Pope Benedict proclaimed two Italian priests and a Spanish nun as saints on Sunday, urging the faithful to follow their examples of a holy life devoted to charity.
In a solemn ceremony in St. Peter's Square, the pope canonized Italians Guido Maria Conforti and Father Luigi Guanella and Spaniard Bonifacia Rodriguez De Castro, whose efforts to protect women workers upset local clergy at the time.
The Vatican later said gendarmerie arrested a Romanian who had climbed on a ledge atop a balustrade in the square and burned a Bible as the ceremony drew to an end.
He said he had a message for the world on the fight against terrorism, it said, describing him as mentally unstable.
A young priest whose poor health prevented him from becoming a missionary, Conforti founded the St. Francis Xavier Foreign Missions Society in 1895. He also served as Archbishop of Ravenna and governed the diocese of Parma for 24 years.
Born into a pious family in northern Italy, Guanella's life was focused on helping the needy.

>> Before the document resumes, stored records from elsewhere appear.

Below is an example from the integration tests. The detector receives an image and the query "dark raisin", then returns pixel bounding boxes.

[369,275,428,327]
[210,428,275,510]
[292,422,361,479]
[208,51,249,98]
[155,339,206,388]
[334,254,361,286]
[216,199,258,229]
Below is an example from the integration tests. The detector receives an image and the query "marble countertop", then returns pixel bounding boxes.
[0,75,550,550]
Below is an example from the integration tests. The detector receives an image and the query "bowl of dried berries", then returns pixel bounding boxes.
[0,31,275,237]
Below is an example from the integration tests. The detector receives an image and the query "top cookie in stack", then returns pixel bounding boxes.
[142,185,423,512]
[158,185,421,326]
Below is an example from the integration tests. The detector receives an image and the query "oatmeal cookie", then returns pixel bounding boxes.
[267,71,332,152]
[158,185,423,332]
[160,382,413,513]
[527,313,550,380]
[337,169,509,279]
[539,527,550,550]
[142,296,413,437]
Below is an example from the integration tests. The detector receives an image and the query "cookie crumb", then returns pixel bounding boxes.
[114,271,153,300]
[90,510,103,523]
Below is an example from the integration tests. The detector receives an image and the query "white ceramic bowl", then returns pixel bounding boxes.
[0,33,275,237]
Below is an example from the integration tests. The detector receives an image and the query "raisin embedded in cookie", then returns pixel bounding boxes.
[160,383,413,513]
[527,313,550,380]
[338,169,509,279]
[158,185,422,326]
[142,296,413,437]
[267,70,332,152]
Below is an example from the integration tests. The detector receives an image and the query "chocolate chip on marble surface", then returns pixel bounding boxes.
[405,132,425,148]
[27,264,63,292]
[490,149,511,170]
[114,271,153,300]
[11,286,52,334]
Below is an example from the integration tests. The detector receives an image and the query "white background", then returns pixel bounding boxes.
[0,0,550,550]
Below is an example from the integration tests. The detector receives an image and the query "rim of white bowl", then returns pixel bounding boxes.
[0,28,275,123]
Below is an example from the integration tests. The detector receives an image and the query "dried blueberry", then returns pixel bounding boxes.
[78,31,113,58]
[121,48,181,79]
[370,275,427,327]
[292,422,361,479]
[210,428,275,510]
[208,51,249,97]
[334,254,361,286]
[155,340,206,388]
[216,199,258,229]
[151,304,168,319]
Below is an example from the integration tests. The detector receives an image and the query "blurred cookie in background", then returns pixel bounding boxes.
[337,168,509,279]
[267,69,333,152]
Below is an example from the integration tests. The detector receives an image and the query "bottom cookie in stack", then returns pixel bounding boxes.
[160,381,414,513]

Early on, he opened a school that he was forced to shut in the face of hostility from local authorities.
He later founded the Daughters of St. Mary of Providence and the Servants of Charity, both devoted to helping the poor.
Born in the Spanish city of Salamanca, De Castro's lifetime dedicated to protecting poor women workers began when she set up a cord making shop and gathered young women on Sundays.
Alongside a Jesuit Catalan in Salamanca, she set up the Siervas de San Jose that offered work to poor unemployed women -- a notion that upset the local clergy of the day. Humiliated and scorned by those who opposed her, De Castro left to start a foundation protecting youth and unemployed domestic helpers in the city of Zamora, where she died in 1905.